Muslims have of course been minorities, at least in the West, but its core cultural experiences and historical reference points have developed around periods when they were the dominant majority. Minorities are more inclined to make compromises to survive and remain intact, and to embrace modernity when offered emancipation from legal and religious subjugation. This was perhaps the key experience of European Jews in the 18th and 19th centuries, as Napoleonic France and then other states freed Jews from all manner of restrictions. Islam, and individual Muslims, never having been subjugated as such, do not have that experience of liberation.
Even more to the point, Judaism as a religion never claimed that it was the end point of prophecy and revelation, or that other faiths were necessarily misguided. In contrast, Christianity and Islam have been relentless in their determination to distance themselves from the parent, and not infrequently to smother it. Supersessionism(the idea that a certain religion has succeeded the Israelites as the chosen people of God) is a key element for Islam to overcome. It cannot be put aside as something different faiths “agree to disagree” about.
The structure of religious authority here is key. Islam is without a Pope or a rabbinate and has a diffused, local religious leadership that periodically goes through processes of “revival” as intolerant “fundamentalist” elements from core areas and peripheries alike emerge to reenergize the global community. Islam thus has no natural base for “reformers.”
Judaism built upon generations of geographic dispersal, doctrinal controversy, contrasting schools of learning, thought and practice. Because it had no rigid model of the “ideal” or the “perfect” man and his times, was capable of evolving in varying directions, notably toward modernity. For all its variations, Islam has, above all, traditions and fundamentals of piety and practice, and it is to these that educated 18th century “reformers” like Ibn Wahhab, the founder of the Wahhabi movement that underpins Saudi Arabia, and “amateurs” like Osama bin Laden, appeal. Who has the authenticity and authority in Islam to call for reform of the sort Akyol desires?
Judaism reformed because it had to in order to survive. Had the House of David not fallen in 586 BCE, or the Hasmoneans not consumed themselves and opened the door to Roman domination and eventual downfall, ‘Judaism’ would have been something utterly different. Perhaps we should be glad that circumstances demanded reform, but these were catastrophes that took countless lives that should not be wished on anyone.

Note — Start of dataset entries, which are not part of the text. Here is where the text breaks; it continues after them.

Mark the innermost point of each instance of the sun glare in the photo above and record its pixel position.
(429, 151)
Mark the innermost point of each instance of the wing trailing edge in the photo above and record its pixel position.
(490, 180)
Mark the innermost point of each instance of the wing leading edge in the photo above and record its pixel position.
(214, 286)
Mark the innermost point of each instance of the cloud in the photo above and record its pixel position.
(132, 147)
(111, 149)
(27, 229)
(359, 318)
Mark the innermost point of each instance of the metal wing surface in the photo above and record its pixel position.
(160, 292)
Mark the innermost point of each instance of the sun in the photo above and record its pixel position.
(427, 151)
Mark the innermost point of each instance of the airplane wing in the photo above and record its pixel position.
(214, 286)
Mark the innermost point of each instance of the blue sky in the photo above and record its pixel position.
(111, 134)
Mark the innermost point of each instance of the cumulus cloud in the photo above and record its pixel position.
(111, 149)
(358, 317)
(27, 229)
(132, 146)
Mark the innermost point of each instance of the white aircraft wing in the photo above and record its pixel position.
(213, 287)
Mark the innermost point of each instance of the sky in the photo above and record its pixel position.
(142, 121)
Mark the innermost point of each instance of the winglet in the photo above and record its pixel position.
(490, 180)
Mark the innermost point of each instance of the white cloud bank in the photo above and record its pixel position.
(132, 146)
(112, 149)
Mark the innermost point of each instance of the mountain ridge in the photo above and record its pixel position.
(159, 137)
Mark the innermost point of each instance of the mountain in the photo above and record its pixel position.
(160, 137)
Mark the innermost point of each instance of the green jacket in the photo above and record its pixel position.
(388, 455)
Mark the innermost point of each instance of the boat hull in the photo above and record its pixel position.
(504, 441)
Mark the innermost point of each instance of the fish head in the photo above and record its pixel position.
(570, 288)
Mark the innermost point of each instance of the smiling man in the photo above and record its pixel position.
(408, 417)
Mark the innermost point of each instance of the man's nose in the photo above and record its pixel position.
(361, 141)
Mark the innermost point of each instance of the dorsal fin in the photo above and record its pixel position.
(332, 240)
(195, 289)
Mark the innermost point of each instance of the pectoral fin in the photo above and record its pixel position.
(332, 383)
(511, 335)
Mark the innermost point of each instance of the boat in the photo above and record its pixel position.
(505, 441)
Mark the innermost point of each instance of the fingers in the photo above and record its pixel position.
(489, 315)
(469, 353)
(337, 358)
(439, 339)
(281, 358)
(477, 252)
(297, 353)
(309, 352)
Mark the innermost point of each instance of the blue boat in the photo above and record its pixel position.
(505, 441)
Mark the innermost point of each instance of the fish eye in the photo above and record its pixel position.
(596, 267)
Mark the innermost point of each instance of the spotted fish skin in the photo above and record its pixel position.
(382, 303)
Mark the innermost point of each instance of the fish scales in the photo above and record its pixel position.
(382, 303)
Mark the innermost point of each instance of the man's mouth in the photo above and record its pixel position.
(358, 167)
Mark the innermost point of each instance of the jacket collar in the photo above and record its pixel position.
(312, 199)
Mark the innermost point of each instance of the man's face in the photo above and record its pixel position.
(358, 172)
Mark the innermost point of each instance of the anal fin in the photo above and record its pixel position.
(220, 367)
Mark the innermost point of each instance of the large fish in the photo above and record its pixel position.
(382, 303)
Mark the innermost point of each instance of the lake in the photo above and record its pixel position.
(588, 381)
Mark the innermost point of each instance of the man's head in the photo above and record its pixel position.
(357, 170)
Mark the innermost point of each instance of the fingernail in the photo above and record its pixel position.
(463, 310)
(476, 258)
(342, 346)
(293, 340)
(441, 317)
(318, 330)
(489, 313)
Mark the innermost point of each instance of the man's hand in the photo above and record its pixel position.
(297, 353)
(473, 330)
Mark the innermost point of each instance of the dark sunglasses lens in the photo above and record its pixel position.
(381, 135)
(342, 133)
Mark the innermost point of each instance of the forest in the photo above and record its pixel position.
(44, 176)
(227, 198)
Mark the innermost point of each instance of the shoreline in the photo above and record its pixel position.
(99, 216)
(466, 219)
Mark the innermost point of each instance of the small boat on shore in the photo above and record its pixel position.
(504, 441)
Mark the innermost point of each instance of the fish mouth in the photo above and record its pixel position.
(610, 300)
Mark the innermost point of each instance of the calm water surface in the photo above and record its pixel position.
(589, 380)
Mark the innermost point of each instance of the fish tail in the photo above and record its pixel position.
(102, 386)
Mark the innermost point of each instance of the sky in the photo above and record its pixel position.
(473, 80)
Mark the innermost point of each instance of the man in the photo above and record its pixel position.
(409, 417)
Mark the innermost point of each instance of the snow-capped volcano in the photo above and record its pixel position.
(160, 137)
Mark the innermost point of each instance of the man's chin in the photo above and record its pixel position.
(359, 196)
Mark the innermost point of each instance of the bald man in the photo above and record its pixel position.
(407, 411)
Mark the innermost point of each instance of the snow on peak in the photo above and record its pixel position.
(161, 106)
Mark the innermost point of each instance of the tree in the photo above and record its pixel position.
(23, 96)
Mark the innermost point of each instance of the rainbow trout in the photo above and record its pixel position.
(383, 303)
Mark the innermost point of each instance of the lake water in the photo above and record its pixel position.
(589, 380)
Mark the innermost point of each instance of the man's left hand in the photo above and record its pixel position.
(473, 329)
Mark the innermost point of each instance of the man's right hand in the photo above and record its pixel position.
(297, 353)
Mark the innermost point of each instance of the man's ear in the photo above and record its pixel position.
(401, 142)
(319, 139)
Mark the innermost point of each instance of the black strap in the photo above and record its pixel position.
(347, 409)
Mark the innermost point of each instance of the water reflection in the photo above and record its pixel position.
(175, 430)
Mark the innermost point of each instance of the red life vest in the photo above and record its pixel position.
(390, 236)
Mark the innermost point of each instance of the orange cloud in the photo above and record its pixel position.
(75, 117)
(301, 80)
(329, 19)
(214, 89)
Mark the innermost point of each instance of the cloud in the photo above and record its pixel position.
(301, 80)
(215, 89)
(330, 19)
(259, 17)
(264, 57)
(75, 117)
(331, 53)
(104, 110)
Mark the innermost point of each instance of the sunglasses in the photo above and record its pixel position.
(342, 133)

The issues raised here and more may or may not be insurmountable, but Akyol should be applauded for looking outside of his own tradition for ideas and inspiration. Judaism has much to offer reformers. It would be especially fitting if examination of the Jewish experience could help bring about a Muslim Haskalah, starting with individual Muslims like Akyol. Perhaps the parent still has something to offer the offspring.